Ministro Dias Toffoli, presidente do STF Foto: Rosinei Coutinho/STF |
Por 10 a 1, o Supremo Tribunal Federal (STF) decidiu nesta quinta-feira, 18, dar aval à continuidade das investigações do inquérito que apura ameaças, ofensas e fake news disparadas contra integrantes da Corte e seus familiares. Na prática, o entendimento do Supremo abre caminho para que as provas coletadas sejam compartilhadas com o Tribunal Superior Eleitoral (TSE), "turbinando" ações que podem levar à cassação do presidente Jair Bolsonaro e do seu vice, Hamilton Mourão.
O inquérito das fake news já fechou o cerco contra o chamado
"gabinete do ódio", grupo de assessores do Palácio do Planalto
comandado pelo vereador Carlos Bolsonaro (Republicanos-RJ), filho do presidente
da República. A existência do "gabinete do ódio" foi revelada pelo
Estadão em setembro do ano passado.
Ainda tramitam no TSE oito ações contra a campanha de
Bolsonaro e Mourão, das quais quatro - consideradas mais delicadas - tratam de
disparo de mensagens em massa pelo WhatsApp. Segundo o Estadão apurou, ministros
do TSE avaliam que as provas coletadas até aqui nessas ações não são
suficientes para cassar o mandato do presidente.
No entanto, integrantes da Corte Eleitoral avaliam que o
compartilhamento de informações pode dar um novo fôlego às investigações, se as
provas coletadas pelo Supremo forem robustas. O relator do inquérito das fake
news, ministro Alexandre de Moraes, ainda vai analisar o pedido de
compartilhamento feito pelo relator das ações no TSE que miram a chapa
Bolsonaro/Mourão, ministro Og Fernandes.
Por decisão de Moraes, empresários bolsonaristas tiveram
quebrado o sigilo bancário e fiscal no período de julho de 2018 e abril de
2020, alcançando, portanto, o período da última eleição presidencial. O
ministro já apontou indícios de que um grupo de empresários atua de maneira
velada financiando recursos para a disseminação de fake news e conteúdo de ódio
contra integrantes do STF e outras instituições.

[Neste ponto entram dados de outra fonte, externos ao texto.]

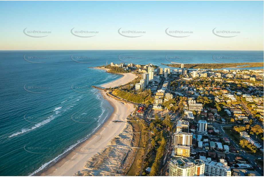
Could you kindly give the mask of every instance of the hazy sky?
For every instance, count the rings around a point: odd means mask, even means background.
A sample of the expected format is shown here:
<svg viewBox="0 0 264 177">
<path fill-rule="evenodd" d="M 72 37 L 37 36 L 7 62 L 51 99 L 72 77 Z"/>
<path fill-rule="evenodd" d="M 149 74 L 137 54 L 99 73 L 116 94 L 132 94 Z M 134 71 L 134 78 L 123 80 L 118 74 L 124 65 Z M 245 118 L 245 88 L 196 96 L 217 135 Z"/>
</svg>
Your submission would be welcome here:
<svg viewBox="0 0 264 177">
<path fill-rule="evenodd" d="M 262 50 L 263 6 L 261 1 L 1 1 L 0 50 Z"/>
</svg>

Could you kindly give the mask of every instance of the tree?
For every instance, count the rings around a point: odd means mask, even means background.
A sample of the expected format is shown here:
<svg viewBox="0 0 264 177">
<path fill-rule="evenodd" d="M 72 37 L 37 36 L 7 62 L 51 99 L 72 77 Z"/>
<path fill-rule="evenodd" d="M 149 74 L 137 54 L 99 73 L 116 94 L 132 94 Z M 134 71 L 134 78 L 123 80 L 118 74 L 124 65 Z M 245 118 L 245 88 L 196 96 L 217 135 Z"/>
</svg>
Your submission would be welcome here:
<svg viewBox="0 0 264 177">
<path fill-rule="evenodd" d="M 168 114 L 167 114 L 166 115 L 165 118 L 162 121 L 163 124 L 166 126 L 166 128 L 168 128 L 168 127 L 171 125 L 171 119 L 170 119 L 170 116 Z"/>
<path fill-rule="evenodd" d="M 149 94 L 150 94 L 150 95 L 151 95 L 151 91 L 150 90 L 150 89 L 149 89 L 148 90 L 148 93 Z"/>
<path fill-rule="evenodd" d="M 193 115 L 194 116 L 195 116 L 195 115 L 197 114 L 197 113 L 196 112 L 196 111 L 194 111 L 194 110 L 193 110 Z"/>
<path fill-rule="evenodd" d="M 156 128 L 156 127 L 154 127 L 154 128 L 153 129 L 153 132 L 155 135 L 157 135 L 157 133 L 159 132 L 159 131 L 158 131 L 158 130 Z"/>
<path fill-rule="evenodd" d="M 233 129 L 238 133 L 246 130 L 246 127 L 242 126 L 235 126 Z"/>
<path fill-rule="evenodd" d="M 152 166 L 151 166 L 151 170 L 148 176 L 156 176 L 158 174 L 158 168 L 159 166 L 158 165 L 158 162 L 155 160 L 154 163 L 152 164 Z"/>
<path fill-rule="evenodd" d="M 155 115 L 155 123 L 156 123 L 156 125 L 158 124 L 159 122 L 159 117 L 158 114 L 156 114 Z"/>
<path fill-rule="evenodd" d="M 250 131 L 256 133 L 256 135 L 258 135 L 263 133 L 263 129 L 259 125 L 255 125 L 251 127 Z"/>
<path fill-rule="evenodd" d="M 154 139 L 153 138 L 151 138 L 150 139 L 150 140 L 151 141 L 151 147 L 155 147 L 155 140 L 154 140 Z"/>
<path fill-rule="evenodd" d="M 249 120 L 249 125 L 251 125 L 252 124 L 252 123 L 253 122 L 253 121 L 252 119 L 251 119 Z"/>
<path fill-rule="evenodd" d="M 152 122 L 150 124 L 149 128 L 151 129 L 152 131 L 153 129 L 153 128 L 155 126 L 154 123 L 153 123 L 153 122 Z"/>
</svg>

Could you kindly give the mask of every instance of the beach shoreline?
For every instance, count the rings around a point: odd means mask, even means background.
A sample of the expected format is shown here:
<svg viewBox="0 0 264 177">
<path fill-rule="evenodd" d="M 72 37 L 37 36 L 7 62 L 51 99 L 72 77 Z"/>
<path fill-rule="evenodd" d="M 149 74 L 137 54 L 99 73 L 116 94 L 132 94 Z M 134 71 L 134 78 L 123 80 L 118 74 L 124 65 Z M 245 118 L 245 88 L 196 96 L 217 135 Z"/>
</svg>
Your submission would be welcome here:
<svg viewBox="0 0 264 177">
<path fill-rule="evenodd" d="M 107 68 L 101 68 L 98 67 L 96 67 L 94 68 L 98 69 L 103 70 L 107 71 L 108 71 L 110 70 L 110 69 Z M 113 88 L 120 85 L 124 85 L 126 83 L 128 83 L 131 82 L 135 78 L 138 77 L 137 76 L 131 72 L 128 72 L 127 73 L 113 73 L 112 74 L 121 74 L 122 75 L 122 76 L 117 80 L 116 80 L 100 85 L 100 87 L 103 88 L 109 88 L 110 87 Z"/>
<path fill-rule="evenodd" d="M 104 70 L 107 69 L 109 69 Z M 114 87 L 116 86 L 114 86 L 120 84 L 124 84 L 127 83 L 127 79 L 120 80 L 124 77 L 106 84 L 109 84 L 111 87 L 112 87 L 111 85 Z M 126 122 L 126 117 L 134 111 L 133 105 L 109 97 L 107 95 L 107 92 L 101 90 L 100 92 L 104 99 L 107 101 L 109 109 L 112 108 L 110 113 L 104 122 L 87 139 L 66 152 L 56 162 L 51 163 L 44 169 L 33 176 L 71 176 L 85 170 L 84 166 L 85 162 L 107 146 L 112 138 L 123 130 Z M 123 122 L 115 123 L 112 122 L 117 120 Z M 76 151 L 72 150 L 74 149 L 85 150 L 83 152 L 80 151 L 85 153 L 77 152 Z"/>
</svg>

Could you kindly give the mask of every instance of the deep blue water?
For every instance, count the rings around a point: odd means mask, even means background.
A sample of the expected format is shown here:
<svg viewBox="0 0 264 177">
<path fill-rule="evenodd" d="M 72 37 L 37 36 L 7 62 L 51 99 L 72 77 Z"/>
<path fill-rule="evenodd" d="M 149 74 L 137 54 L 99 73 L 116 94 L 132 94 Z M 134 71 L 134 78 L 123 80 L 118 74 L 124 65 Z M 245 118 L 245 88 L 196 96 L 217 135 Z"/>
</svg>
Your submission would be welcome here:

Entre os empresários que estariam financiando o grupo
criminoso estão o dono da rede de lojas de departamento Havan, Luciano Hang; o
dono da Smart Fit, Edgard Gomes Corona; Otavio Fakhoury, financiador do site
Crítica Nacional; o humorista Reynaldo Bianchi Júnior; o coordenador do Bloco
Movimento Brasil Winston Rodrigues Lima.
Julgamento
O julgamento no STF sobre a validade do inquérito das fake
news foi concluído nesta quinta-feira. Ao votar pelo prosseguimento da
apuração, o decano da Corte, ministro Celso de Mello, observou que os
resultados obtidos ao longo das investigações revelaram a existência de
"aparato criminoso, uma máquina de fake news que continua a fazer com
apoio de diversos núcleos, um deles financeiro".
"Há um núcleo decisório, político, financeiro e
técnico-operacional, à semelhança das organizações criminosa, ofendendo com propósito
vil, criminoso. Torna-se necessário deter esses agentes anônimos,
independentemente de suas posições na República. Regimes sensíveis a tentações
autoritárias convivem bem, muito bem, com práticas de intolerância e de
desrespeito aos que a ele se opõem, revelando com tal comportamento perfil
incompatível com o Estado democrático de direito, muitas vezes chegando até
mesmo a estimular manifestações populares e mensagens que absurdamente
qualificam como inimigos aqueles que legitimamente exercem o direito
constitucional de oposição", afirmou Celso de Mello.
"Fake news, muitas emanadas de um suposto 'gabinete do
ódio', com ofensas às instituições democráticas, não merecem a dignidade da
proteção constitucional que assegura a liberdade do pensamento", acrescentou
o decano, que deu o nono voto a favor do prosseguimento do inquérito.
Responsável pelo ato unilateral que criou o inquérito das
fake news, o presidente do STF, Dias Toffoli, afirmou que a banalização do ódio
advindo das fake news "é um fungo, que cresce e se espalha a partir de si
mesmo", que tem como meta "multiplicar o caos".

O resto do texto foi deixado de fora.